The inner loop takes an array and an index i in the array, and rearranges the array to put the largest value at index i. This is done in such a way that if the sub-array up to but not including i is sorted, then afterwords the sort will be extended such that the sub-array up to and including i will be sorted.
The outer loop says, just call in to the inner loop with i from 1 to n. This will result in a sorted array, because the initial array of a single element is trivially sorted, and then we'll have by the sort-extension property of the inner loop that the progressively larger sub-arrays of 2, 3, ... up to N elements become sorted.
You can see that the inner loop has the sort extension property by thinking about two cases.
Case 1: If the i-th element is already larger than all previous elements, it won't touch any of the elements before i, and will only potentially make the i-th element bigger, thus clearly extending the sort though the i-th element.
Case 2: If the i-th element is smaller than one of the previous elements, it won't touch any elements until reaching that smaller element; then it will start a series of swaps until it reaches index i, at which point the the original value of the i-th elment is left inserted in sorted position into the sub-array up to and including i. So at this moment we have the sort extension property. From there, it may increase the value of the i-th element and change later elements, but of both those will preserve the sub-array sort.
It's basically insertion sort, but with the curious property that the last value of the sorted subarray immediately and always has the correct value, and we then "gently" insert new values into the sorted subarray.
smusamashah linked to a nice sort visualization.
https://xosh.org/VisualizingSorts/sorting.html#IYZwngdgxgBAZ...
Tap the "Insertion Sort" checkbox on the right, and then the "Start" button below that.
You can see how both sorts are slowly constructing a sorted subarray, but this sort has the interesting property that the tail of the sorted subarray immediately obtains its maximum brightness, and new values are gently incorporated into the array, while the insertion sort tail is just the brightest value encountered so far, and the latest value is "abrutly" sifted down into its appropriate place.
It feels like this sort might minimize some kind of "sort entropy" metric? I.e., visually it looks very smooth. Each step along the way to sorted is very small.
That is the most beautiful thing in CS I've ever seen.
Is rain just the atmosphere running bubble sort ;) ?

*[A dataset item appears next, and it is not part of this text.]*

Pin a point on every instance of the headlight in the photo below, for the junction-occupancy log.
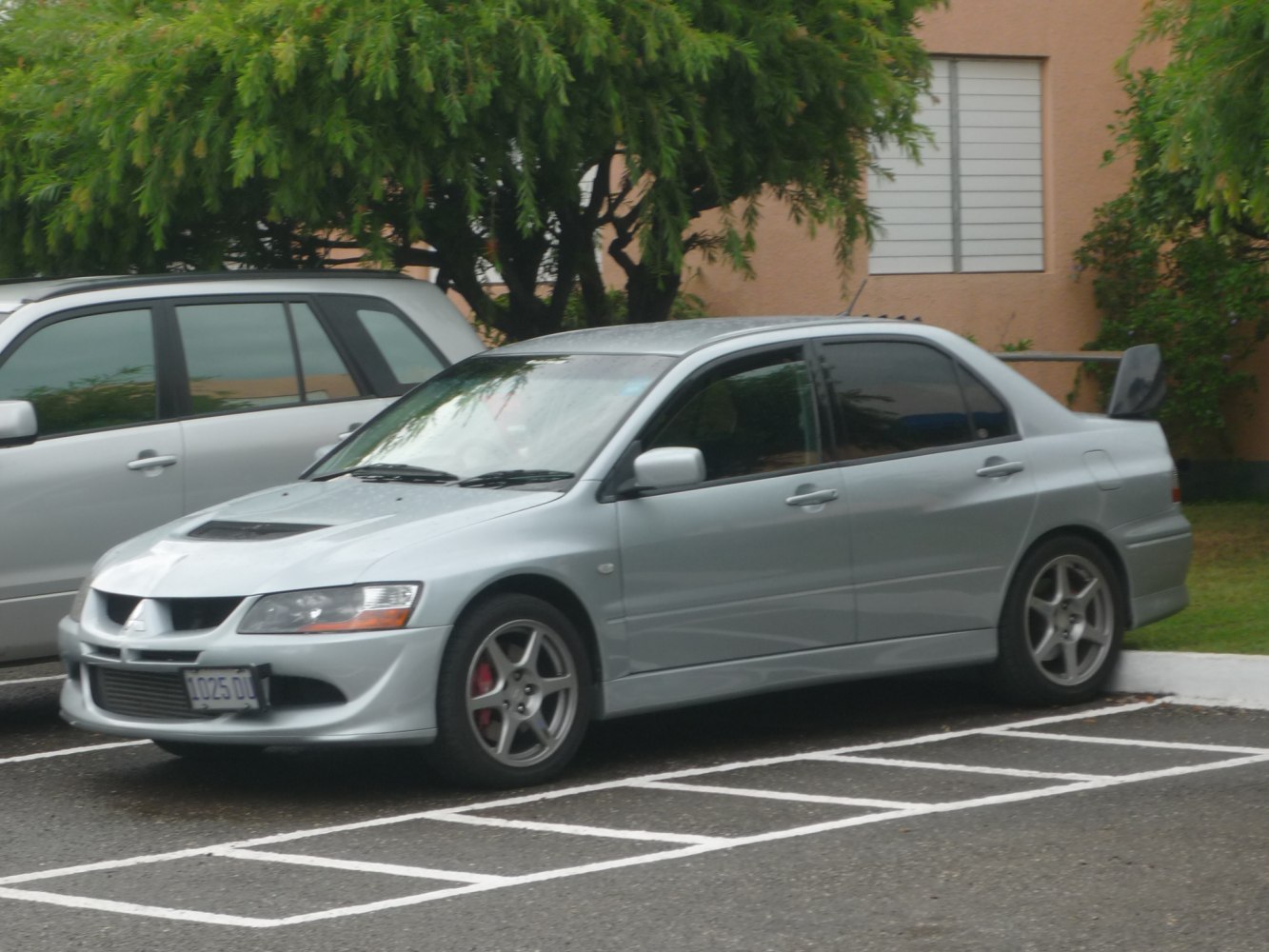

Only that the final link list (of index numbers) were in sorted order of which you then summarily write in the final array.
Which would have consumed some (n*(row-size)+n*(link-ptr-size+value-size) memory outside of its original array.
probably did O(n^1.5 for read operation which is WAY better than O(n^2) for bubble-sort.
Best in-its class algorithm for swap at O(2), worst case?
Delving into swap breakdown, its write operation might be O(3n+1) for writing a value then updating a link list pointer for each entry and for its link value into that final array; +1 for that NULL pointer at the end.
was arguably the lowest O (way back then) but at extremely high cost of memory. Never did learn which sort class did that variant falls into.
EDITED: insertion class, memory-hog-style.
One guy knocked down the time order considerably by doing tiny pre-bubblesort in blocks before entering into the link-insertion thereby making less passes over its million link-list chains: but only because he leveraged to fitting within its CPU L2/L3 cache. Professor said that the order got worse but not by huge logarithmic scale despite time speed-ups for completion.
Dang, the O order just got complicated for multi-level caches.